Geringfügig Beschäftigte mit französischer Nationalität im Saarland 2013-2023

Geringfügig Beschäftigte (Minijobber) mit französischer Nationalität im Saarland 2013-2023 (jeweils zum 30.06.)
Hinweis: Geringfügig Beschäftigte inklusive der im Nebenjob geringfügig Beschäftigten
Berechnungen: IBA·OIE | Quelle: BA

Minijobverhältnisse von Franzosen mit Arbeitsort Saarland seit 2000

Die Anzahl der Minijobber mit französischer Nationalität im Saarland ist seit 2000 relativ stabil bei rund 2.000 Personen, ist aber eine leichte Erhöhung zwischen 2013 und 2019 mit einem Maximum in 2018 (2.436 Personen). Dabei wird unterschieden zwischen den Minijobbern, die im Saarland arbeiten, aber außerhalb des Saarlandes wohnen, und denen, die auch ihren Wohnsitz im Saarland haben. Die erste Kategorie entsprich dem Konzept der Grenzgänger, ihre Anzahl beträgt 2023 nach Angaben der Bundesagentur für Arbeit 1.863 Personen. Die zweite Gruppe besteht aus Franzosen, die im Saarland leben, ihre Anzahl liegt bei 245 Personen.

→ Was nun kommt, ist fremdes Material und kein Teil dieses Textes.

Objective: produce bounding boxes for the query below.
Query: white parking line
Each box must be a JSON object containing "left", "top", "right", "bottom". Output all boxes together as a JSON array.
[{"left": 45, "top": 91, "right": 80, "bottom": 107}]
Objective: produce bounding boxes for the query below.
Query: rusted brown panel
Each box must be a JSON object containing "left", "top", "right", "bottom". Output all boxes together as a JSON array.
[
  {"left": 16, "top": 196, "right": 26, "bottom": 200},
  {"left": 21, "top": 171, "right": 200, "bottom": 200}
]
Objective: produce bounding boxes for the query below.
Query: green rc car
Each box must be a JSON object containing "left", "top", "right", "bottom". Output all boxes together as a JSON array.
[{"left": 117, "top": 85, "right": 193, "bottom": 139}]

Neben Minijobs gibt es weitere Beschäftigungsverhältnisse, die nicht in der amtlichen Statistik abgebildet werden und über die keine Informationen über die Entwicklung des Grenzgänger-aufkommens von Lothringen ins Saarland vorliegen (Studierende, Praktikanten, Honorarkräfte, ehrenamtlich Tätige, Selbständige, Auszubildende/duale Studierende etc.). Dies sollte bei der Interpretation der Grenzgängerzahlen stets berücksichtigt werden.